His findings, published online this week by the Proceedings of the National Academy of Sciences, earned Rundus an award for best student paper from the Animal Behavior Society.
"It's a very exciting finding," said John Hoogland, a University of Maryland behavioral ecologist who was not connected with the study. "The infrared really turns your head."
The study highlights the novel and creative ways animals try to outwit each other, often in realms beyond human senses.
"When we look hard enough and are able to put away our biases, we just find the most incredible things about animals," said Hoogland, whose own research focuses on prairie dogs, another type of ground squirrel.
In the long evolutionary battle between squirrels and snakes, California ground squirrels have toughened up plenty.
Adult squirrels have developed an immunity to rattlesnake venom, so a snake cannot poison them for easy dining. Since vulnerable squirrel pups remain a potential snake dinner, adult squirrels, particularly mothers, have emerged as defenders of the burrow.
In that role, squirrels will fluff their hair, wave their tails rapidly, kick dirt or small stones at a snake and bite if given a chance. They'll make little forays to provoke telltale rattling, giving them clues to size and warmth, which indicate the relative ferocity of their foe.
"You have almost equally matched adversaries in snakes and squirrels," said Rundus.
He began to wonder if this standoff might include a weapon squirrels could aim at rattlers' distinctive sensory organ, a pit organ lined with tens of thousands of thermoreceptors, probably used to locate warm prey.
Using a dozen female ground squirrels captured near Winters, he filmed them with an infrared imaging video camera as they were exposed to rattlesnakes, gopher snakes and other squirrels, as well as when they were left alone.
"It was quite an initiative on his part," said Donald Owings, a UC Davis psychology and animal behavior professor who is among five co-authors of the new paper. "I thought it was a very interesting idea, but I thought there was a limited chance he would find something."
Owings figured that even if his graduate student found no thermal effect, the films would still be a rich source of data to be mined for other aspects of squirrel-snake encounters.

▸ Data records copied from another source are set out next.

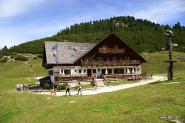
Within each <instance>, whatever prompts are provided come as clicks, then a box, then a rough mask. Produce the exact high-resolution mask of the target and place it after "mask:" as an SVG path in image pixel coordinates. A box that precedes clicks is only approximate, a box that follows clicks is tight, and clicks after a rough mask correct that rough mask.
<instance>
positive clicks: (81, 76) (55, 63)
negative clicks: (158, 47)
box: [43, 33, 146, 82]
mask: <svg viewBox="0 0 185 123" xmlns="http://www.w3.org/2000/svg"><path fill="white" fill-rule="evenodd" d="M145 62H146V61H145V59H144V58H142V57H141V56H140V55H139V54H138V53H136V52H135V51H134V50H133V49H131V48H130V47H129V46H128V45H127V44H125V43H124V42H123V41H122V40H121V39H120V38H119V37H118V36H116V35H115V34H114V33H112V34H110V35H109V36H108V37H106V38H105V39H104V40H102V41H101V42H99V43H97V44H94V43H75V42H53V41H52V42H45V47H44V58H43V66H44V67H45V68H46V69H48V73H49V76H50V77H51V81H52V82H60V81H62V80H64V79H66V78H70V79H77V78H79V77H81V78H87V77H88V76H91V75H92V73H93V74H94V75H95V76H96V77H97V78H100V77H101V75H102V74H104V75H105V76H107V77H118V78H125V77H128V76H140V75H141V64H142V63H145Z"/></svg>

Rundus didn't need that fallback strategy. As the films were analyzed, he saw similar behaviors -- tail waving, dirt throwing -- when squirrels encountered either species of snake. Torso temperature stayed about the same, too. Only the tails differed, with average surface temperatures of 78.4 degrees for rattlers, compared with 75.1 degrees for gopher snakes. In the most dramatic test, a squirrel's tail measured 87 degrees at its base during a rattlesnake confrontation.
No one is sure exactly how the squirrels do it, but the most likely explanation is that they shunt more blood to their tails to warm them up, said Rundus, who is now doing postdoctoral research at the University of Nebraska.
The hotter tails were interesting, but communication is two-way. It's not enough to just say "keep away" with a warm tail. Whatever is watching has to understand the message.
Researchers did a second batch of testing to show that rattlesnakes, apparently, understand warm tail talk just fine.
Rundus and UC Davis engineering professor Sanjay Joshi, a robotics specialist, devised the robo squirrels, which could wave their tails menacingly with or without extra heat.
Higher temperatures produced more coiling, more rattling and other defensive behavior.
"Everyone I've talked to is kind of blown away by the discovery," said Owings.
Among those intrigued is Daniel Blumstein, a UCLA professor who studies the evolution of communication and anti-predator behavior. He wrote a commentary that will accompany the printed version of the squirrel paper, saying the work should encourage researchers to look more broadly for ways that prey animals aim messages to specific predators.
"It's one of these papers that makes us look elsewhere for similar sorts of things, and take a step back and appreciate the diversity of life," Blumstein said in a phone interview. "There's a lot of interesting stuff going on out there that we're blind to."